Ghana Police Crack Child Exploitation Ring, Arrest Seven in Trafficking Syndicate as One Child Remains Missing

A sweeping CID press briefing reveals the scale of crimes against children — and the international networks enabling them

STORY HIGHLIGHTS

  • Three suspects arrested for producing and distributing child sexual abuse material in the Ashanti and Bono regions; four children aged six to thirteen rescued
  • A midwife at a private Osu hospital has been arrested as the seventh suspect in an ongoing child trafficking syndicate; a five-year-old girl remains missing in Pokuase
  • An East Legon entrepreneur is in custody for drugging women in nightclubs, recording their abuse, and disseminating material on Telegram
  • A murder suspect was arrested in Togo while attempting to sell his victim’s mobile phone; a fetish priest faces charges for the ritual killing of a woman in the Central Region

Accra, Ghana — Ghana’s Criminal Investigations Department made a series of sweeping announcements on May 12th, unveiling arrests across five serious criminal cases — all involving extreme violence or the exploitation of children.
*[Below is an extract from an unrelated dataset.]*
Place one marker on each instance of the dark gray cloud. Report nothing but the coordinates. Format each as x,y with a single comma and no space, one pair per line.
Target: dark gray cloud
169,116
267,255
CID Director-General Commissioner of Police Lydia Yaako Donkor addressed journalists at a press briefing in Accra, saying the Ghana Police Service continues to intensify efforts to combat organised crime through local and international collaboration.

The breadth of the cases laid out — from international child sexual abuse networks to domestic trafficking syndicates to a ritual killing — signals both an escalation of serious crime in Ghana and a police force that is increasingly relying on digital forensics and Interpol partnerships to pursue offenders across borders.

Children Sold for Abuse Material — Across Two Continents

The most internationally significant case involves a transnational child sexual exploitation network stretching from rural Ghana to Australia.

Investigations began after Interpol Accra received intelligence from Interpol Canberra and the Australian Centre to Counter Child Exploitation Victim Identification Team concerning an Australian national currently standing trial in Australia for child exploitation offences.

The offender had transferred funds to facilitators based in Ghana in exchange for child sexual exploitation material, with victims located in Ghana.

The CID worked with the Australian Police

Joint operations by Interpol Accra and the Child Digital Forensics and Cybercrime Unit led to arrests in the Ashanti and Bono regions, where four children aged between six and thirteen were rescued.

What makes this case particularly disturbing is where the abuse originated.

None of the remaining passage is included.